TOP > ソファスタイル コラム > ソファーに囲まれる生活 > お客様をもてなす1人掛け木肘付きレトロソファ
わが家の玄関を入ると、すぐ目の前に10畳の座敷があります。
そしてその座敷には、障子戸を挟んで、縁側が付いています。
その縁側には、1人掛けの木肘付きレトロソファが2台、向かい合って置いてあります。
そして、2台のソファの真ん中には、小さなガラステーブルがあります。
わが家に、お客様が来たとき、父はすぐに、その木肘付きレトロソファを勧めます。
そのソファが、玄関近くにあるということと、座敷に座布団で座るよりも座りやすい
からだろう…と、私は思っていました。
お客様は、父と向かい合って、そのソファに座ります。
吐き出しのガラスの外には、小さな庭がありました。
狭い庭でしたが、それでも、その庭の木々や草花は、いつでも生き生きとしていました。
太陽の光を浴びて、または雨に濡れながら、笑顔でお客様を迎えました。
父には、そんな庭の木々や草花と、同じ気配がありました。
それは、誰もを拒むことのない、広く暖かな感情でした。
父は、人と話すことが大好きでした。
いえ、話さなくても、人と一緒にいることが好きでした。
ただ誰かと同じ空間に居ることに、大きな喜びを感じるのだと思います。
そんな父の気持ちが、わが家を訪ねてくる人々の心の奥底にまで、伝わるのでしょう。
一度わが家を訪れた人は、まるで誘われるようにして、2度3度とわが家に来るように
なるのでした。
父は、その木肘付きレトロソファを、とても大切にしています。
柔らかな布で大切そうに拭き、その向かい合うソファの位置を、微妙に調整するのでした。
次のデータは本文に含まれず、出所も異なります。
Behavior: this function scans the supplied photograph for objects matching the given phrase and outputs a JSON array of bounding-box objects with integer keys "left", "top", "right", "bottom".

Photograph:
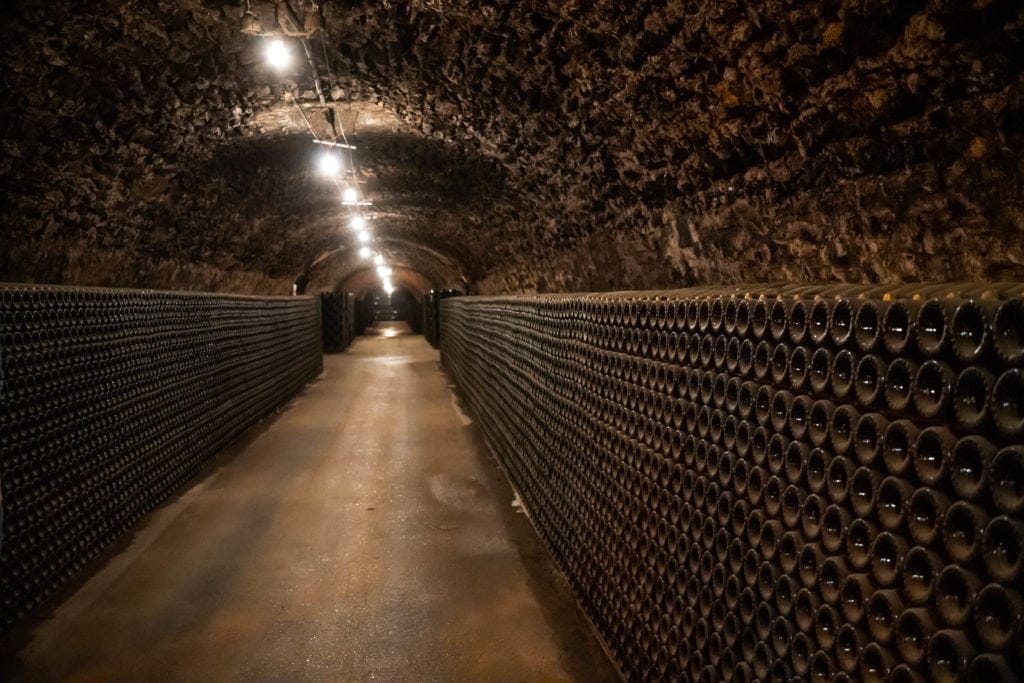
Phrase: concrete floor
[{"left": 0, "top": 325, "right": 616, "bottom": 681}]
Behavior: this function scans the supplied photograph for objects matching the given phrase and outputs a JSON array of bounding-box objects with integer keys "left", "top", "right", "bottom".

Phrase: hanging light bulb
[
  {"left": 316, "top": 152, "right": 342, "bottom": 178},
  {"left": 242, "top": 3, "right": 263, "bottom": 36},
  {"left": 303, "top": 2, "right": 324, "bottom": 36},
  {"left": 266, "top": 40, "right": 292, "bottom": 70}
]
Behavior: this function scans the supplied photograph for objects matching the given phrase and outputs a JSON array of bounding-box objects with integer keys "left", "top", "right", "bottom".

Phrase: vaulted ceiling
[{"left": 0, "top": 0, "right": 1024, "bottom": 293}]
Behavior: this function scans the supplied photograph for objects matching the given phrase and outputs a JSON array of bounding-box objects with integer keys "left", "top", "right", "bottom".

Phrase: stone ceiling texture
[{"left": 0, "top": 0, "right": 1024, "bottom": 293}]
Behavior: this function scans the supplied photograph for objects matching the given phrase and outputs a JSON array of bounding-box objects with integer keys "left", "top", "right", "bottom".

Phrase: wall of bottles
[
  {"left": 0, "top": 285, "right": 323, "bottom": 631},
  {"left": 441, "top": 286, "right": 1024, "bottom": 683},
  {"left": 321, "top": 292, "right": 355, "bottom": 353}
]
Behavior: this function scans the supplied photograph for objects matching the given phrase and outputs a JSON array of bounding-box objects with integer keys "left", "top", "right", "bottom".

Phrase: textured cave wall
[
  {"left": 0, "top": 0, "right": 1024, "bottom": 293},
  {"left": 327, "top": 0, "right": 1024, "bottom": 292}
]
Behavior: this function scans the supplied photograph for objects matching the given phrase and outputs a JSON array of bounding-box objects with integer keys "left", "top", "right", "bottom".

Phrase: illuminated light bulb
[
  {"left": 316, "top": 152, "right": 341, "bottom": 178},
  {"left": 266, "top": 40, "right": 292, "bottom": 69}
]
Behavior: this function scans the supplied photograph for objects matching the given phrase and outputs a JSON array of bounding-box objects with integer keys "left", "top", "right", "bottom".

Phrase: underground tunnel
[{"left": 0, "top": 0, "right": 1024, "bottom": 683}]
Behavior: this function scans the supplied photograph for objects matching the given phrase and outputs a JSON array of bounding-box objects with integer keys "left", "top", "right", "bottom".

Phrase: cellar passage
[{"left": 0, "top": 0, "right": 1024, "bottom": 683}]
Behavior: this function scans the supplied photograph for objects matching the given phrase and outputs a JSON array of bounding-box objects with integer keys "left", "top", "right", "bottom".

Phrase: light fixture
[
  {"left": 302, "top": 2, "right": 324, "bottom": 36},
  {"left": 242, "top": 2, "right": 263, "bottom": 36},
  {"left": 316, "top": 152, "right": 341, "bottom": 178},
  {"left": 266, "top": 40, "right": 292, "bottom": 70}
]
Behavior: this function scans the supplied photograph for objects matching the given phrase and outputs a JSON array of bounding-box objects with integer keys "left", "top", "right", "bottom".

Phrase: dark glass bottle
[
  {"left": 914, "top": 299, "right": 954, "bottom": 356},
  {"left": 988, "top": 445, "right": 1024, "bottom": 514},
  {"left": 949, "top": 435, "right": 995, "bottom": 501},
  {"left": 828, "top": 403, "right": 860, "bottom": 455},
  {"left": 884, "top": 357, "right": 918, "bottom": 412},
  {"left": 902, "top": 546, "right": 942, "bottom": 605},
  {"left": 828, "top": 349, "right": 857, "bottom": 398},
  {"left": 869, "top": 531, "right": 907, "bottom": 587},
  {"left": 937, "top": 501, "right": 988, "bottom": 564},
  {"left": 949, "top": 299, "right": 994, "bottom": 362},
  {"left": 800, "top": 494, "right": 825, "bottom": 541},
  {"left": 928, "top": 629, "right": 975, "bottom": 683},
  {"left": 981, "top": 515, "right": 1024, "bottom": 585},
  {"left": 882, "top": 300, "right": 921, "bottom": 355},
  {"left": 952, "top": 366, "right": 995, "bottom": 429},
  {"left": 912, "top": 359, "right": 956, "bottom": 419},
  {"left": 974, "top": 584, "right": 1024, "bottom": 651},
  {"left": 808, "top": 347, "right": 833, "bottom": 395},
  {"left": 807, "top": 399, "right": 836, "bottom": 446},
  {"left": 853, "top": 299, "right": 888, "bottom": 353},
  {"left": 788, "top": 395, "right": 814, "bottom": 439},
  {"left": 853, "top": 413, "right": 889, "bottom": 465},
  {"left": 821, "top": 504, "right": 853, "bottom": 553},
  {"left": 836, "top": 624, "right": 867, "bottom": 674},
  {"left": 877, "top": 476, "right": 913, "bottom": 531},
  {"left": 860, "top": 642, "right": 895, "bottom": 683},
  {"left": 846, "top": 517, "right": 878, "bottom": 569},
  {"left": 989, "top": 368, "right": 1024, "bottom": 437},
  {"left": 788, "top": 346, "right": 811, "bottom": 391},
  {"left": 895, "top": 607, "right": 936, "bottom": 665},
  {"left": 839, "top": 572, "right": 874, "bottom": 624},
  {"left": 882, "top": 420, "right": 920, "bottom": 475},
  {"left": 866, "top": 588, "right": 904, "bottom": 643},
  {"left": 825, "top": 456, "right": 854, "bottom": 503},
  {"left": 935, "top": 564, "right": 981, "bottom": 628},
  {"left": 807, "top": 449, "right": 831, "bottom": 494},
  {"left": 850, "top": 467, "right": 883, "bottom": 517},
  {"left": 913, "top": 427, "right": 956, "bottom": 486},
  {"left": 992, "top": 299, "right": 1024, "bottom": 366}
]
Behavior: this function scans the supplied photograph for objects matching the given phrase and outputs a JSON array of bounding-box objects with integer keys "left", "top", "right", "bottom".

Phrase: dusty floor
[{"left": 0, "top": 326, "right": 616, "bottom": 681}]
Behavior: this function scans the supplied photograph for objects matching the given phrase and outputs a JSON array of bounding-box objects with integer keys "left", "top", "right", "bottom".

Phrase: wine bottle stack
[
  {"left": 321, "top": 292, "right": 355, "bottom": 353},
  {"left": 441, "top": 284, "right": 1024, "bottom": 683},
  {"left": 0, "top": 285, "right": 323, "bottom": 631}
]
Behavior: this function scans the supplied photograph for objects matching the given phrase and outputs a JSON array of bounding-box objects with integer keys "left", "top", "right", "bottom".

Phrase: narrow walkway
[{"left": 0, "top": 325, "right": 615, "bottom": 681}]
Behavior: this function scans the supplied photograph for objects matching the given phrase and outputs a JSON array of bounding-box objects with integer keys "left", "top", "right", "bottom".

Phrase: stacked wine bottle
[
  {"left": 321, "top": 292, "right": 355, "bottom": 352},
  {"left": 441, "top": 285, "right": 1024, "bottom": 683},
  {"left": 0, "top": 285, "right": 322, "bottom": 631}
]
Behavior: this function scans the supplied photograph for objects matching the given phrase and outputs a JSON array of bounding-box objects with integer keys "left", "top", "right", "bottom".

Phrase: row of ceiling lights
[{"left": 242, "top": 0, "right": 394, "bottom": 295}]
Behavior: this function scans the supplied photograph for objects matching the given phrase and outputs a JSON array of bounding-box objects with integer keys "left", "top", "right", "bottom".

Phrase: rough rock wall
[
  {"left": 329, "top": 0, "right": 1024, "bottom": 292},
  {"left": 0, "top": 0, "right": 1024, "bottom": 293}
]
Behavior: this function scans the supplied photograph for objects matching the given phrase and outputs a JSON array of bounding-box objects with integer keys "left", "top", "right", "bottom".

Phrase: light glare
[
  {"left": 316, "top": 152, "right": 341, "bottom": 178},
  {"left": 266, "top": 40, "right": 292, "bottom": 69}
]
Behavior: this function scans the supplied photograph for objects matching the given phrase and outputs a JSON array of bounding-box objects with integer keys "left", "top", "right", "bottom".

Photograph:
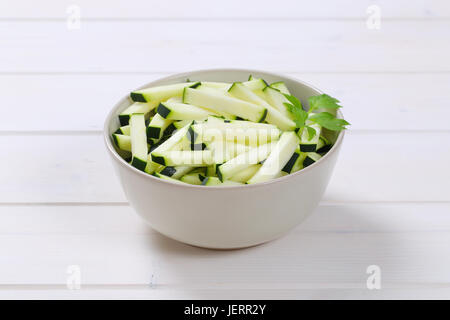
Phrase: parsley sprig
[{"left": 284, "top": 94, "right": 350, "bottom": 140}]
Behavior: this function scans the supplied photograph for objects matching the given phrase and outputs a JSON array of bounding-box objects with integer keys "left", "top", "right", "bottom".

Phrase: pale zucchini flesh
[
  {"left": 147, "top": 114, "right": 173, "bottom": 142},
  {"left": 183, "top": 88, "right": 267, "bottom": 122},
  {"left": 130, "top": 113, "right": 148, "bottom": 171},
  {"left": 228, "top": 83, "right": 295, "bottom": 131},
  {"left": 119, "top": 102, "right": 158, "bottom": 126},
  {"left": 111, "top": 76, "right": 334, "bottom": 187},
  {"left": 157, "top": 101, "right": 211, "bottom": 120},
  {"left": 130, "top": 82, "right": 200, "bottom": 103},
  {"left": 217, "top": 142, "right": 276, "bottom": 181},
  {"left": 248, "top": 131, "right": 299, "bottom": 184}
]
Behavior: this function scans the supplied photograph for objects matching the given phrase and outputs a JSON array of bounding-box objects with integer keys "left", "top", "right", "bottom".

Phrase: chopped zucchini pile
[{"left": 112, "top": 76, "right": 344, "bottom": 186}]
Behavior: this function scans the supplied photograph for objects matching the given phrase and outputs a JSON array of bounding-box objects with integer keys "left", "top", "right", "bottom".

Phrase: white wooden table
[{"left": 0, "top": 0, "right": 450, "bottom": 299}]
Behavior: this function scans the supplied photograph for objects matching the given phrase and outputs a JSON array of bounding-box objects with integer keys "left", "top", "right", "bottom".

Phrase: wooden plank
[
  {"left": 0, "top": 231, "right": 450, "bottom": 290},
  {"left": 0, "top": 286, "right": 450, "bottom": 300},
  {"left": 0, "top": 20, "right": 450, "bottom": 72},
  {"left": 0, "top": 202, "right": 450, "bottom": 234},
  {"left": 0, "top": 73, "right": 450, "bottom": 131},
  {"left": 0, "top": 286, "right": 450, "bottom": 300},
  {"left": 0, "top": 0, "right": 450, "bottom": 19},
  {"left": 0, "top": 132, "right": 450, "bottom": 203}
]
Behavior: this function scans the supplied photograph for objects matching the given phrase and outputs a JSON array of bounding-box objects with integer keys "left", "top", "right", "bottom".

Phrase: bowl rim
[{"left": 103, "top": 68, "right": 345, "bottom": 191}]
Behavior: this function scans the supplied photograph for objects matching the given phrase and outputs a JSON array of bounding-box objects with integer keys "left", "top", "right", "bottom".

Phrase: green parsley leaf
[
  {"left": 308, "top": 94, "right": 342, "bottom": 111},
  {"left": 309, "top": 112, "right": 350, "bottom": 131},
  {"left": 284, "top": 102, "right": 308, "bottom": 128},
  {"left": 305, "top": 126, "right": 316, "bottom": 141}
]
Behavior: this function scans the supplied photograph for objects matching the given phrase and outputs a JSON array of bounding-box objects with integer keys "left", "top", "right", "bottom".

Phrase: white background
[{"left": 0, "top": 0, "right": 450, "bottom": 299}]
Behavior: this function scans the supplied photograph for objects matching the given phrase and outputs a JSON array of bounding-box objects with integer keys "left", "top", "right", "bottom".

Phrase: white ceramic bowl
[{"left": 104, "top": 69, "right": 344, "bottom": 249}]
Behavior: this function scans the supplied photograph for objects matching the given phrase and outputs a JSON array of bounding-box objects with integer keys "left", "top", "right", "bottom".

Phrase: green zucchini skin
[
  {"left": 156, "top": 103, "right": 171, "bottom": 118},
  {"left": 130, "top": 92, "right": 147, "bottom": 102},
  {"left": 160, "top": 166, "right": 177, "bottom": 177},
  {"left": 131, "top": 157, "right": 147, "bottom": 171},
  {"left": 147, "top": 127, "right": 161, "bottom": 139},
  {"left": 281, "top": 152, "right": 300, "bottom": 173},
  {"left": 186, "top": 126, "right": 198, "bottom": 145},
  {"left": 300, "top": 144, "right": 317, "bottom": 152},
  {"left": 258, "top": 109, "right": 267, "bottom": 122},
  {"left": 119, "top": 114, "right": 130, "bottom": 126},
  {"left": 152, "top": 154, "right": 166, "bottom": 166}
]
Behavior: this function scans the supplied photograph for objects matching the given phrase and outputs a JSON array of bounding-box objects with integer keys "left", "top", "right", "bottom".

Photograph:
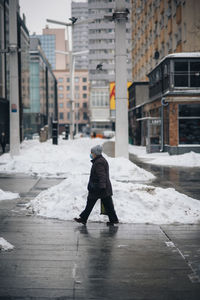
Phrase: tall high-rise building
[
  {"left": 88, "top": 0, "right": 132, "bottom": 132},
  {"left": 131, "top": 0, "right": 200, "bottom": 81},
  {"left": 36, "top": 26, "right": 68, "bottom": 70},
  {"left": 71, "top": 1, "right": 88, "bottom": 70}
]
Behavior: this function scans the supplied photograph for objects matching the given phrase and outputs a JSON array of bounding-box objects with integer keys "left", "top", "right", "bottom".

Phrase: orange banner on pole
[{"left": 110, "top": 81, "right": 132, "bottom": 110}]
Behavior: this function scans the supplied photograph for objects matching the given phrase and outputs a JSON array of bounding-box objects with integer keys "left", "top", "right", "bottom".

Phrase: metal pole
[
  {"left": 114, "top": 0, "right": 128, "bottom": 158},
  {"left": 69, "top": 51, "right": 74, "bottom": 139},
  {"left": 9, "top": 0, "right": 20, "bottom": 156}
]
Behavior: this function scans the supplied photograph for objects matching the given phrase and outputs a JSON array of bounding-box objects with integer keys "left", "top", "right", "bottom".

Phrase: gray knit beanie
[{"left": 91, "top": 145, "right": 103, "bottom": 155}]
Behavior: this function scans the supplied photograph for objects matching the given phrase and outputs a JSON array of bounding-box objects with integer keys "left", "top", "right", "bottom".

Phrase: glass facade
[
  {"left": 24, "top": 41, "right": 57, "bottom": 138},
  {"left": 36, "top": 34, "right": 56, "bottom": 69}
]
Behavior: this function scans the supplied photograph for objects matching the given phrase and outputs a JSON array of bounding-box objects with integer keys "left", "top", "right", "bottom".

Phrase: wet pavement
[
  {"left": 0, "top": 144, "right": 200, "bottom": 300},
  {"left": 0, "top": 215, "right": 200, "bottom": 300}
]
その木肘付きレトロソファから見える、庭の木々や草花の表情。
そして、射し込んでくる太陽の光の当たり具合や暖かさ。
それらを、いつも考慮しながら、自分と向き合うお客様を迎え入れるのでした。
わが家へ、多くのお客様が来てくれるのは、父と、庭の木々や草花と、そして縁側の
木肘付きレトロソファのお陰です。
母と私は、そのお客様達の笑顔を眺めながら、穏やかな日々を送っています。